Wednesday, May 31, 2006 Support page

This is an excellent support page for Firefox and Thunderbird (which I'm partial to). It's everything you wanted to know, but probably don't have time to read all of and find out! :)

Firefox Ad Blocking

If you use Firefox and are interested in Ad Blocking, click on the title of this post to visit the link to Firefox Help: Tips & Tricks (Ad Blocking). It's amazing! (but not for the faint of heart...)

Wednesday, May 24, 2006

Well, death to MOST cookies

I love Firefox. I have it set to explicitly keep only the cookies I want. The rest are session-only. So, when I close the browser, ZOT! And, what's more, I can explicitly block all the advertising sites. Ah, sweet satisfaction.

Tuesday, May 23, 2006

Death to all cookies!!!

I HAVE to say this; I cannot restrain myself! Why is it that EVERYWHERE you go on the net, your browser seems to accumulate not just one but several cookies for each site, most of which I fear are for the purposes of tracking and advertising, and not for any beneficial purpose as far as I am concerned. ARGGHHH!!! Death to all cookies!!! So I have set up my Firefox browser to set all cookies by default to session-only, except for those sites I have created "cookie" rules for to allow for cookie preservation. I'm still investigating on better ways to do it, but I may eventually add some explicit blocking rules as well.
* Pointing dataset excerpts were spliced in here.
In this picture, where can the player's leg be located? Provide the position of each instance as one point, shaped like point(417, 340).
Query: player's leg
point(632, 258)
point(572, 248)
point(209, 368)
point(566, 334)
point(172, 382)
When I first discovered cookies, I thought they were the neatest thing since sliced bread. Well, almost. Now if I could function on the net with cookies turned off, I would in a heartbeat. It seems to me to be a maxim now, that technology (no matter how high a moral purpose it originally has) is eventually abused, and usually for base purposes.

Incidentally, I warn all who read this (both of you who stumbled off the Internet Superhighway onto this digital dirt road in the middle of electronic nowhere) to be cautious about the flash vulnerability that allows sites to use a certain amount of allocated space on your computer to store information effectively like a cookie so I understand, but which won't show up as a cookie for you to find. The only way I currently know how to do anything about it is to right-click Flash advertisements on each site, go into settings, and disable the storage feature. Or get rid of Flash (which I would hate to do, as it is another neat thing that I could compare to sliced bread).

Yes, we need to return to the days of DOS, dialup, and BBSes, or at the most, Lynx-access to the world wide web! That, or fix our current internet problems. I'm voting for plan B. Here's hoping.

Tuesday, May 02, 2006

Confession: this blog exists so I can comment on other blogs. Perhaps I will try blogging on my own, soon.